When archaeologist Nina Wilde and her husband, ex-SAS soldier Eddie Chase, are given the chance to work on an Interpol investigation into smuggled artefacts, they are stunned to realise that the artefacts hold clues to the location of a lost Inca settlement hidden somewhere in South America.
As Nina and Eddie dig deeper, it soon becomes clear that finding the settlement may only be the start of their incredible quest. One which, astonishingly, may lead them to one of the greatest legends of all time: El Dorado - the mythical city of gold.
Nina and Eddie are desperate to locate the fabled city. But they are not alone in their search.
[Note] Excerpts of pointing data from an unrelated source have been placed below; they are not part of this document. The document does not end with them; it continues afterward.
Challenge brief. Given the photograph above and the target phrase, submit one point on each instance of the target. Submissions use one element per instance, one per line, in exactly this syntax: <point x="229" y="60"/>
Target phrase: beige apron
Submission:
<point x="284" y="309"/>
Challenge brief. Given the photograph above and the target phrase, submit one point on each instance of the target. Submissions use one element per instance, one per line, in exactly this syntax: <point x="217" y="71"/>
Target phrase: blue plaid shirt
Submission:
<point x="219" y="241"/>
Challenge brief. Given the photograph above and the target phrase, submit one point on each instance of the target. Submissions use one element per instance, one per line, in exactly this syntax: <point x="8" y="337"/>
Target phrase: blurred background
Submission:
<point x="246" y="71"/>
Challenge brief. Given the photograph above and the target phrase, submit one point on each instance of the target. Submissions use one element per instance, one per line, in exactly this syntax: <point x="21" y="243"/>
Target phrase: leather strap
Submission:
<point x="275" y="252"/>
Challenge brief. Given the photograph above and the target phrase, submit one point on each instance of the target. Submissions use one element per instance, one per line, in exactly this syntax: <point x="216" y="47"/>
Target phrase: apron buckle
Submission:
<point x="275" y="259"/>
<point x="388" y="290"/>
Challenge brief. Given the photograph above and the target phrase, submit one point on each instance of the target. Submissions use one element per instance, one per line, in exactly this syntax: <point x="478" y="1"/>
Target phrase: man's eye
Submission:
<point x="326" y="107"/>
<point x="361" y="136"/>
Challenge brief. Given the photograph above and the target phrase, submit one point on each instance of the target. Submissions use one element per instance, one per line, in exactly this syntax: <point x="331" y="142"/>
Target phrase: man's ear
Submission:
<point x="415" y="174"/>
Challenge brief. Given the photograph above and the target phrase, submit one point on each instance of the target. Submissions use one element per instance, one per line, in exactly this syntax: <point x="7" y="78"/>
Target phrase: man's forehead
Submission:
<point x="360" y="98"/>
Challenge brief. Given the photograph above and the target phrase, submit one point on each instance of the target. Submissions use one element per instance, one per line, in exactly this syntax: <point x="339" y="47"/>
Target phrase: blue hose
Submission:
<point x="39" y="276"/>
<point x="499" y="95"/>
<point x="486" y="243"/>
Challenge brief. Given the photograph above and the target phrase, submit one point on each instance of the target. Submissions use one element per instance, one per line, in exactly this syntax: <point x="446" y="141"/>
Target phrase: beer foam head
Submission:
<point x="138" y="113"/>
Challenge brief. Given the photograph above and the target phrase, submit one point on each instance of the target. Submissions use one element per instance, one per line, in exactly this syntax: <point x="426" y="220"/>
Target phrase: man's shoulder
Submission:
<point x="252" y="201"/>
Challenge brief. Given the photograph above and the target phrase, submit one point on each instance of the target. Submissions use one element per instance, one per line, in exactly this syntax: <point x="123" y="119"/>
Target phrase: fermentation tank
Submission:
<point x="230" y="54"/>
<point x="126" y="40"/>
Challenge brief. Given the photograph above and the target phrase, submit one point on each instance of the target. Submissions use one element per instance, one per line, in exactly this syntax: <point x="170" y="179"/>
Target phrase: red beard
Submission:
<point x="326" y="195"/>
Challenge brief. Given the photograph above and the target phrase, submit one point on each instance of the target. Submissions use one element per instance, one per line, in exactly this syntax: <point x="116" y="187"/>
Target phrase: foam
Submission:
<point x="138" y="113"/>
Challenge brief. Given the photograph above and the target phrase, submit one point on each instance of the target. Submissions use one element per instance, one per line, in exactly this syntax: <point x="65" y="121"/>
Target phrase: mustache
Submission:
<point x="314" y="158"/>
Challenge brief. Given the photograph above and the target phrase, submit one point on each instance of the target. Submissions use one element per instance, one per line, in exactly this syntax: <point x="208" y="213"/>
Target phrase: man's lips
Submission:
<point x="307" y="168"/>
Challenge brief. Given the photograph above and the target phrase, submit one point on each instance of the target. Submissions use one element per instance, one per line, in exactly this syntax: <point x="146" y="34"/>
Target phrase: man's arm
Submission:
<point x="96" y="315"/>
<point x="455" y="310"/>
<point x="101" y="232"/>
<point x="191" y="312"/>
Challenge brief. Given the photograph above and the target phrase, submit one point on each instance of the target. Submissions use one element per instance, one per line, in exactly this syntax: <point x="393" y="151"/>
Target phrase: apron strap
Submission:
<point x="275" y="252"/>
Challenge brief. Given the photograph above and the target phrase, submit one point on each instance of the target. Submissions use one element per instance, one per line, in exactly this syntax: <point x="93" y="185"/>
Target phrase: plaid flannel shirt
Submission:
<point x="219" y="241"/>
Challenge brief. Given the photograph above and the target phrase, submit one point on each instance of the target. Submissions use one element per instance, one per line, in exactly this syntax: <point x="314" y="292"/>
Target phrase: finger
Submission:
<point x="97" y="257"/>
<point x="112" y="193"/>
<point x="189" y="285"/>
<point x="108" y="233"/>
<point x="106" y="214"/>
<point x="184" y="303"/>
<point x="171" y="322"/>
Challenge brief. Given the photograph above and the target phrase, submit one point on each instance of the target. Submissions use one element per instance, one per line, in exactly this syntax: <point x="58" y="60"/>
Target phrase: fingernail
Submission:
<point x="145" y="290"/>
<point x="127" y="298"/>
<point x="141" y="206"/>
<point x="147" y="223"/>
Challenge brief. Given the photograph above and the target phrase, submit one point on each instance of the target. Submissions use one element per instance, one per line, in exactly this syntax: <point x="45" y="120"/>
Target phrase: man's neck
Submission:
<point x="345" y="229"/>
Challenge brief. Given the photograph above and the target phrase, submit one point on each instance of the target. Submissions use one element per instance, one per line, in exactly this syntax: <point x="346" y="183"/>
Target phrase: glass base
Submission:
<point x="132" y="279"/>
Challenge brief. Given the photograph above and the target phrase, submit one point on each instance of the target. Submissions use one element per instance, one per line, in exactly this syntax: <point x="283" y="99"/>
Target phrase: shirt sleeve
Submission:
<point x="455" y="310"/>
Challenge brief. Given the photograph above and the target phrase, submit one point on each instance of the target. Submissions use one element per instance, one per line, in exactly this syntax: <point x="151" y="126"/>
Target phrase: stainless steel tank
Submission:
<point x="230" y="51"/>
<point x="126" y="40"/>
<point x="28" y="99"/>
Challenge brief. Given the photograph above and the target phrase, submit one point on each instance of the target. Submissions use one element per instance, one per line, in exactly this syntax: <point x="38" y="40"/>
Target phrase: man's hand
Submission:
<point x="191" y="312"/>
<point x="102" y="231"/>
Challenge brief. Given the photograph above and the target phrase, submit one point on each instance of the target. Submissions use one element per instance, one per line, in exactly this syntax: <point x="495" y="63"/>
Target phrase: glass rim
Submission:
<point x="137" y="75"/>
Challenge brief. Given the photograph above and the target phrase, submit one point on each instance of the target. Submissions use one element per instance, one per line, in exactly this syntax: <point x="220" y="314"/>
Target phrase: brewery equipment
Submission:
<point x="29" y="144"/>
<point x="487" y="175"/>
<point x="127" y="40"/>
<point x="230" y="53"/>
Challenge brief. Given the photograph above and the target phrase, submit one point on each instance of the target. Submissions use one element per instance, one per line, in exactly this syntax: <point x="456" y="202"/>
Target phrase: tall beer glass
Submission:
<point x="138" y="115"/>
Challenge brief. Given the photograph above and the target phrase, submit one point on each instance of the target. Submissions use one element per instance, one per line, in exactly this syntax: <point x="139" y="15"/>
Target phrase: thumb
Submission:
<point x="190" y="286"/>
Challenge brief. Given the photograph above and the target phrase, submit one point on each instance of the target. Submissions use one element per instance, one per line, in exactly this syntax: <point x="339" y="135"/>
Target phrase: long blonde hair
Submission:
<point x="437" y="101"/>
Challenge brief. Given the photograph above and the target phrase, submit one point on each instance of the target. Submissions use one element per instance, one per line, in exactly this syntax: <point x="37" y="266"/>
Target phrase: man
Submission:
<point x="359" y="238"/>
Deep in the jungles of Venezuela, they face corrupt soldiers, murderous revolutionaries and ruthless drug lords who will stop at nothing to obtain the city's treasures. With so much at stake, what price will they pay for the greatest of fortunes?
Contrary to popular belief, not everything I read these days is targeted at younger readers. Every now and again I feel the need to read something a little more adult, although the number of books I receive to review means that this does not always happen as often as I like. When I do get that hunger there are several genres of book that I turn to depending on my mood, and one of my favourites is what I loosely refer to as "quest stories". At this point I should admit that yes, I loved The Da Vinci Code, although I much prefer Angels and Demons (despite its ridiculous moments), but was very disappointed with The Lost Symbol. Since the global success of The Da Vinci Code there have been many, many books published of a similar nature, some of them brilliant, and some of them making me wonder how they ever got published in the first place. Of these, for me a small handful of authors stand out as personal favourites, with Scott Mariani's Ben Hope books and Andy McDermott's Nina Wilde/Eddie Chase series definitely up there at the top.
Empire of Gold is the seventh book in Andy's very popular series, but before I go any further I should make two things very clear: you really should start by reading the first book (The Hunt For Atlantis) and then, if you like it, read the rest of the series in order; and secondly, these books are most definitely written for the adult market, although I really, really wish books like this had been around when I was in my mid teens. If you are new to my blog then yes, I do occasionally review books written for the adult market on The Book Zone, as my experience at school has shown that a large number of confident male readers abandon the kids and YA targeted books soon after they enter their teens, and turn instead to books like this. However, I always want my readers to be fully informed about the books I review, and so should point out that these books are pretty violent, there is at least one swear word on pretty much every page, and they also contain the occasional "sexy scene" (adults who remember the ever-patronising Simon Bates and his film certification explanations on VHS tapes back in the late 80s will no doubt be chuckling now). Like I said.... I wish I could have had books like this when I was a teenager!
Like many of the books in this genre, Andy McDermott's work could never be described as literary fiction, but if they were they would definitely be nowhere near as much fun, and I probably wouldn't get much past the first few chapters. I read these books because they are pure escapist entertainment. They are books that help me forget the stresses of my job, even if only for an hour at a time, and I feel my mental health is all the better for reading them. A fairly dramatic statement maybe, but it's the truth.
Andy McDermott's series follows the adventure-filled life of archaeologist Nina Wilde and her former bodyguard and now husband, Eddie Chase. I won't focus for too long on their history together in the series for fear of creating spoilers, but their married life is far from a smooth one. I know of at least one reader (a friend of mine) who has over the course of the series become a little fed up with the constant bickering between the couple (and she thinks there are just a few too many swear words in the stories as well), and I have to admit that sometimes I have found myself wanting to shout at the pair to get things sorted. However, the strong bond between them that has been forged in some of the most extreme moments of danger always seems to prevail in the end.
Empire of Gold is definitely one of my favourite in the series so far. As usual, the promise of an incredible archaeological discovery (in this case El Dorado) sees the pair jetting off around the world, pursued by mercenaries in the employ of the greedy and the corrupt. As with all of the previous books in the series the action scenes, of which there are many, are without exception exhilarating affairs that will have your heart pounding with nervous excitement, and have you mentally taking bets on just how the pair are going to survive this time? Writing scenes like this are one of the author's greatest strengths, somehow managing to keep these scenes seeming as fresh as the first, and at no point did I feel that the author was recycling scenes from previous books.
If you struggle to suspend your disbelief then these books probably are not for you. If, however, you have a thirst for hi-octane adventure stories, full of loveable goodies and detestable baddies, then Empire of Gold and its predecessors are just for you, whether you are 15 or 95, or anywhere in between. I read Empire of Gold during my recent flight to New York, having been told at check-in that the entertainment system on the plane was broken. I am not sure I would have read an in-flight movie if one had been available as within minutes of take-off I was engrossed in the story and it certainly made the journey seem a lot shorter than it was. However, I was then left silently screaming by nailbiting cliffhanger that Andy McDermott leaves his readers with at the end and I now can't wait for the release of Temple of the Gods in November! My thanks go to the generous people at Headline for sending me a copy of Empire of Gold.